XCP-ng 8.2 Rolling Update Error

cyrus104

Is there a way to look up OpaqueRef and does it point to a specific service/host/vm/etc?
I checked all running vms including XO and XCP-ng, 33GB assigned / being used. Each host has 64GB of RAM. I do have cores over-provisioned if all the VMs are forced onto one host but I can fix that. With a rolling update dividing VMs among the 2/3 hosts at a given time, there shouldn't be an over-provision of cores.

olivierlambert

I don't remember where to check OpaqueRef

Try to find the error in XCP-ng host logs (/var/log/xensource.log) you might have more details

cyrus104

There are more debug messages but these seem like the most relevant.

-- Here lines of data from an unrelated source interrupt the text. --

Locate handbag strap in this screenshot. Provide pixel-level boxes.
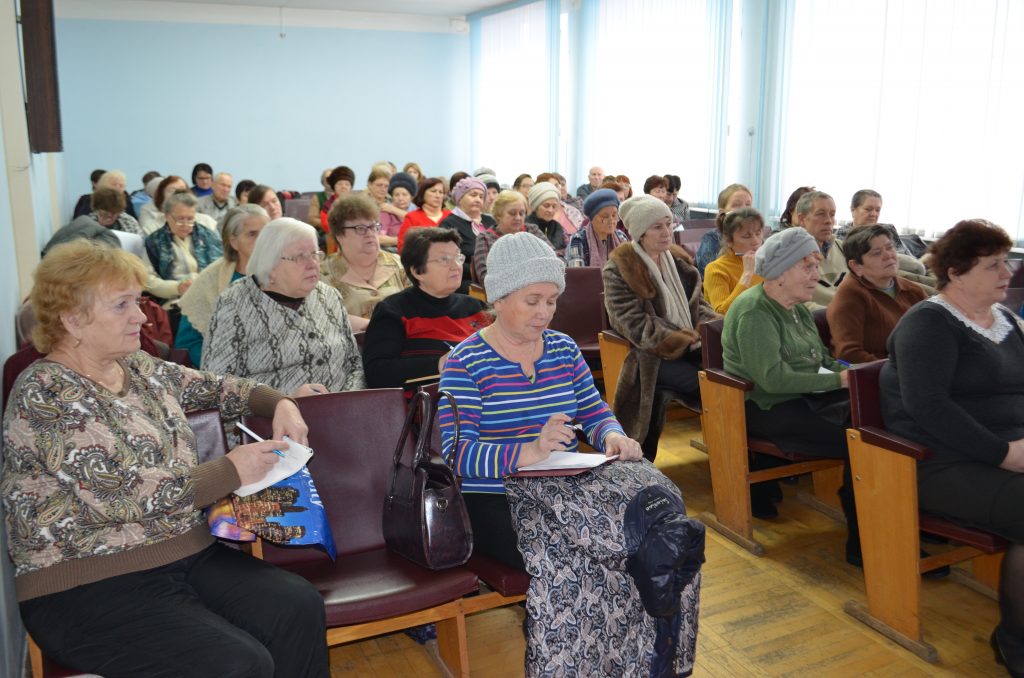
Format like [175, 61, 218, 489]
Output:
[413, 391, 460, 466]
[387, 391, 430, 501]
[388, 391, 459, 497]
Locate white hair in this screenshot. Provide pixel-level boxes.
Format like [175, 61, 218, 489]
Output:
[164, 190, 199, 214]
[246, 216, 316, 286]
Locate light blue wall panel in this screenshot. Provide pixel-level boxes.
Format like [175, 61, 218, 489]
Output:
[56, 19, 472, 220]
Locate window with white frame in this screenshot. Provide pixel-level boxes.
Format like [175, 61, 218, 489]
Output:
[778, 0, 1024, 239]
[473, 1, 557, 184]
[578, 0, 731, 202]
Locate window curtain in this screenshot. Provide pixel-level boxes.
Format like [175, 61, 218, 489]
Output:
[466, 0, 558, 185]
[573, 0, 735, 204]
[774, 0, 1024, 239]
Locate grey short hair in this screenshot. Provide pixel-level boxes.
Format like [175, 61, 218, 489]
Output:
[246, 216, 316, 286]
[850, 188, 882, 210]
[96, 170, 128, 188]
[793, 190, 836, 214]
[217, 204, 270, 261]
[164, 190, 199, 214]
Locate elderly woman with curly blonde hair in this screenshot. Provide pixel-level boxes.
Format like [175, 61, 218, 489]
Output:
[0, 240, 330, 677]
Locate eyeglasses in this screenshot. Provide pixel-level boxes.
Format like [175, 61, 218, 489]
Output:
[341, 221, 381, 236]
[427, 254, 466, 267]
[281, 250, 327, 263]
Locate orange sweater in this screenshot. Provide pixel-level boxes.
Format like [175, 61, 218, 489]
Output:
[705, 252, 765, 313]
[825, 271, 928, 363]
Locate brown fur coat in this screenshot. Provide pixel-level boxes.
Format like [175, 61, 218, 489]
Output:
[601, 243, 718, 440]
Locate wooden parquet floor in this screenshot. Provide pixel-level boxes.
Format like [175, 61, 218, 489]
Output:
[331, 419, 1007, 678]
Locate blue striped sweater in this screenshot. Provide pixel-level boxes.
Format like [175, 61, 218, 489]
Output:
[437, 330, 623, 494]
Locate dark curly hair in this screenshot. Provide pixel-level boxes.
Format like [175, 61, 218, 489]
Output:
[928, 219, 1014, 290]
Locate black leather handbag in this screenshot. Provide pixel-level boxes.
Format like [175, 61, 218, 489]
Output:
[384, 391, 473, 569]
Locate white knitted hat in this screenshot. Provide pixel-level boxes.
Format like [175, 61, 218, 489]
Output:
[483, 230, 565, 303]
[526, 181, 562, 212]
[618, 196, 672, 243]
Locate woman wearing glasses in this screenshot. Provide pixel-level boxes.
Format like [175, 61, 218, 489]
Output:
[362, 228, 490, 388]
[565, 188, 629, 268]
[321, 194, 409, 332]
[145, 193, 223, 299]
[203, 217, 366, 396]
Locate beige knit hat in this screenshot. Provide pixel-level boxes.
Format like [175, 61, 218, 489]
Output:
[618, 196, 672, 243]
[483, 230, 565, 303]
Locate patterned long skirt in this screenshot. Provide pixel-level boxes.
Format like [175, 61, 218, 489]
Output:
[505, 461, 700, 677]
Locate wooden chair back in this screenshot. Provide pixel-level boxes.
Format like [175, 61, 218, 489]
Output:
[698, 314, 843, 555]
[549, 266, 604, 355]
[844, 361, 1006, 663]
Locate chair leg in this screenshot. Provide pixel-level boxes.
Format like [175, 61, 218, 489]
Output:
[844, 436, 938, 663]
[698, 372, 764, 555]
[811, 466, 843, 509]
[436, 609, 469, 678]
[28, 635, 43, 678]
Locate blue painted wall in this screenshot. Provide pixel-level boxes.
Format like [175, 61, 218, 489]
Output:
[56, 18, 472, 220]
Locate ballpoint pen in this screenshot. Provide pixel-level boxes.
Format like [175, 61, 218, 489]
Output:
[239, 422, 285, 457]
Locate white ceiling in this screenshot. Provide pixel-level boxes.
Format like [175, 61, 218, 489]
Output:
[125, 0, 509, 16]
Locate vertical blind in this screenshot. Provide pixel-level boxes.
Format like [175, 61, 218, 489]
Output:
[467, 0, 557, 183]
[780, 0, 1024, 237]
[471, 0, 1024, 239]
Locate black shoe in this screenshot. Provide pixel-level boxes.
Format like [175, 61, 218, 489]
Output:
[988, 627, 1024, 678]
[921, 532, 949, 544]
[846, 538, 864, 567]
[846, 540, 949, 579]
[751, 485, 778, 520]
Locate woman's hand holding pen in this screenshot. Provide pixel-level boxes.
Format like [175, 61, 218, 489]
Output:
[292, 384, 327, 397]
[519, 414, 575, 466]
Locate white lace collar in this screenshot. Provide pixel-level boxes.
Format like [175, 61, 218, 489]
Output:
[927, 294, 1014, 344]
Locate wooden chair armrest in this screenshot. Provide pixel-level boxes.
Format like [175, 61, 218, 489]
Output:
[857, 426, 932, 461]
[705, 369, 754, 391]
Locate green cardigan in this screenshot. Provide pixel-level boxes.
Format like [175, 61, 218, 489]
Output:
[722, 285, 846, 410]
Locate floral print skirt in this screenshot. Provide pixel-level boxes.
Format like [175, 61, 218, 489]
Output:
[505, 461, 700, 677]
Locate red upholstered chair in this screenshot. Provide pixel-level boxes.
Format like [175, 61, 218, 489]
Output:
[420, 382, 529, 615]
[24, 409, 227, 678]
[844, 361, 1007, 663]
[246, 388, 479, 675]
[698, 313, 843, 555]
[549, 266, 604, 377]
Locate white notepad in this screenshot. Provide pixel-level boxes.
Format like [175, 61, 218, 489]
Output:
[234, 424, 313, 497]
[517, 452, 618, 473]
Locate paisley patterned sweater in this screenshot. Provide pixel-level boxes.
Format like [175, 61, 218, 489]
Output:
[0, 351, 284, 601]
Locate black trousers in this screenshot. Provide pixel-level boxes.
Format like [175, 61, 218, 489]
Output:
[746, 389, 850, 459]
[657, 351, 700, 397]
[463, 492, 526, 570]
[20, 544, 330, 678]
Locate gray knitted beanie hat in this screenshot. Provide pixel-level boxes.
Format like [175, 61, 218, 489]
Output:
[618, 196, 672, 243]
[483, 230, 565, 303]
[526, 181, 561, 212]
[754, 226, 818, 281]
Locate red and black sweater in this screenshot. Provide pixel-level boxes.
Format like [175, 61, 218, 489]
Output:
[362, 287, 492, 388]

Apr  3 20:02:18 localhost xapi: [debug||1864 ||vgpuops] vGPUs allocated to VM (OpaqueRef:ee6254af-44af-4bcf-8382-d9b7542d2b3c) are:
Apr  3 20:02:56 localhost xapi: [ warn||1864 ||rbac_audit] cannot marshall arguments for the action VM.migrate_send: name and value list lengths don't match. str_names=[session_id,vm,dest,live,vdi_map,vif_map,options,vgpu_map,], xml_values=[S(OpaqueRef:4489cc5b-fbe9-44d4-a60f-627b8960338f),S(OpaqueRef:ee6254af-44af-4bcf-8382-d9b7542d2b3c),{SM:S(http://10.100.10.31/services/SM?session_id=OpaqueRef:cd0a7342-5155-434d-a8ca-2e9f7dcf8460);host:S(OpaqueRef:ac2e50bc-1f80-417a-8eea-a7ce955d4c24);xenops:S(http://10.100.10.31/services/xenops?session_id=OpaqueRef:cd0a7342-5155-434d-a8ca-2e9f7dcf8460);session_id:S(OpaqueRef:cd0a7342-5155-434d-a8ca-2e9f7dcf8460);master:S(http://10.100.10.31/)},B(true),{OpaqueRef:a4398d4e-946c-4c83-ad5f-b4dc1c3ddeee:S(OpaqueRef:4c00dfd9-a30c-47a4-8367-e8a7d7c53cb6);OpaqueRef:188682c3-1b45-4ae4-98cf-0dfff1d90d56:S(OpaqueRef:4c00dfd9-a30c-47a4-8367-e8a7d7c53cb6)},{},{force:S(false)},]

olivierlambert

Those 2 lines aren't relevant at all indeed. Can you copy more lines in https://paste.vates.fr/ for example.

cyrus104

@olivierlambert
https://paste.vates.fr/?f2f854418b6493c8#B1Wrjkb9wVQTY1BKvTvcz1r4WZmXHnTB2n52UjLx4Rof

I used: cat /var/log/xensource.log | grep -i ee6254af-44af-4bcf-8382-d9b7542d2b3c

The logs I sent are from host 1, not sure if I need to run that command on all of the hosts.

olivierlambert

You are in HA. Please disable HA first before doing a rolling pool update.

This error comes from HA: if the host is down for a reboot, then if there's a failure on the extra left host, you won't have enough memory to get the HA plan to be deployed.

edit: I'm opening an issue on XO GH repo to check and disable HA before doing RPU. Thanks for the feedback!

cyrus104

@olivierlambert
Awesome, thanks for helping to troubleshoot. I'll go a head and disable that then do the update.

I've been having to switch between XO and XCP-ng Center to get certain features to work.

The HA configuration in Center is super easy with good feedback on the heartbeat, will this type of info be incorporated into XO?
The in trying to troubleshoot this I was looking at the VM memory options and the XO vs XCP-ng Center set fixed memory vs automatic is much easier in Memory.
XO detects that all of my VMs properly have the management agent installed (with ip, os, and agent version being reported), XCP-ng Center only reports 1/4 of the VMs having the management agent installed.

olivierlambert

We are aware of those shortcoming and they'll be fixed in XO 6

olivierlambert

In copy @pdonias and @julien-f so they'll check if we got this noted for XO 6

cyrus104

Great to hear, looking forward to the updates.